ByteComposer: a Human-like Melody Composition Method based on Language Model Agent
This addresses the challenge of automated music composition for creators and researchers, though it is incremental in building on existing symbolic music generation models.
The paper tackles the problem of designing a human-aligned and interpretable melody composition system by proposing ByteComposer, an agent framework that emulates a human creative pipeline, achieving results comparable to a novice melody composer as evaluated by professionals.

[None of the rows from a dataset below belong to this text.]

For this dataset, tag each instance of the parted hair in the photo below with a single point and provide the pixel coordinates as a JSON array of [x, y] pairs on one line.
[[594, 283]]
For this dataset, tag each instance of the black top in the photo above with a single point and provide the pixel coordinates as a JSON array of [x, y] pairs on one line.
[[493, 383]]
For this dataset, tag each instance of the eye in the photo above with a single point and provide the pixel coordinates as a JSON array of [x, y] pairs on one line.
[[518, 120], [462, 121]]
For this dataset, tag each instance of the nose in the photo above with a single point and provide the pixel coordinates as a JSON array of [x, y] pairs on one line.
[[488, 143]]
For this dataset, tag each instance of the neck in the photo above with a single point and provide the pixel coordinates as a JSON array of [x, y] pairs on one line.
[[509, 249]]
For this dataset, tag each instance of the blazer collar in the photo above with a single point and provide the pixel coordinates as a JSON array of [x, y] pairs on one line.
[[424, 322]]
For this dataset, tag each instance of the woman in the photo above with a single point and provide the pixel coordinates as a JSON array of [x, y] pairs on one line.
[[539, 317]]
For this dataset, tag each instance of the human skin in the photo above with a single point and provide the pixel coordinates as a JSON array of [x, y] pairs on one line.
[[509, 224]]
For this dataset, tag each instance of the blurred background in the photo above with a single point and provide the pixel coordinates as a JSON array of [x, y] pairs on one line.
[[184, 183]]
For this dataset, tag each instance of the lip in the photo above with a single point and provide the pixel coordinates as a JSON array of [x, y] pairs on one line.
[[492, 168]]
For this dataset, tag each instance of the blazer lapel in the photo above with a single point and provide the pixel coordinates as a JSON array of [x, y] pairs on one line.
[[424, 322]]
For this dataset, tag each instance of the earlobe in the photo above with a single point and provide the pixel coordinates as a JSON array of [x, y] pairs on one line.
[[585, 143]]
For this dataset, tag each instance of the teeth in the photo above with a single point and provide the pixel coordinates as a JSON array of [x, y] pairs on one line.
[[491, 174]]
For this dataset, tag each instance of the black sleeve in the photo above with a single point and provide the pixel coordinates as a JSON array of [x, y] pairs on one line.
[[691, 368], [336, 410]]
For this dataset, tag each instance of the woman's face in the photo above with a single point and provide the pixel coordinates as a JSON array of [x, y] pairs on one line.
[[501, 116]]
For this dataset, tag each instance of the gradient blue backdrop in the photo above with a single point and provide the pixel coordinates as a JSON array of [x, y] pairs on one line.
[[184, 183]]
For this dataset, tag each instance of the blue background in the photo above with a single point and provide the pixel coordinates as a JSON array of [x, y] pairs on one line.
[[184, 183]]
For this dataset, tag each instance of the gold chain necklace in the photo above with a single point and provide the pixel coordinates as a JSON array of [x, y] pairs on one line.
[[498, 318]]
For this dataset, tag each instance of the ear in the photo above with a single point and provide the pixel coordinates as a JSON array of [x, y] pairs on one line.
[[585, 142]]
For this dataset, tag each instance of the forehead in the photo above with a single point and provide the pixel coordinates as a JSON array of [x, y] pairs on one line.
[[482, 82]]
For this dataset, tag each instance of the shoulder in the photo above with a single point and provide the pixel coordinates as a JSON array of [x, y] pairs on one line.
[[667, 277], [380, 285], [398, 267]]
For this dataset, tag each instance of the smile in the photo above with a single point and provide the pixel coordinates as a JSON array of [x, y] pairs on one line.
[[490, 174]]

Large Language Models (LLM) have shown encouraging progress in multimodal understanding and generation tasks. However, how to design a human-aligned and interpretable melody composition system is still under-explored. To solve this problem, we propose ByteComposer, an agent framework emulating a human's creative pipeline in four separate steps : "Conception Analysis - Draft Composition - Self-Evaluation and Modification - Aesthetic Selection". This framework seamlessly blends the interactive and knowledge-understanding features of LLMs with existing symbolic music generation models, thereby achieving a melody composition agent comparable to human creators. We conduct extensive experiments on GPT4 and several open-source large language models, which substantiate our framework's effectiveness. Furthermore, professional music composers were engaged in multi-dimensional evaluations, the final results demonstrated that across various facets of music composition, ByteComposer agent attains the level of a novice melody composer.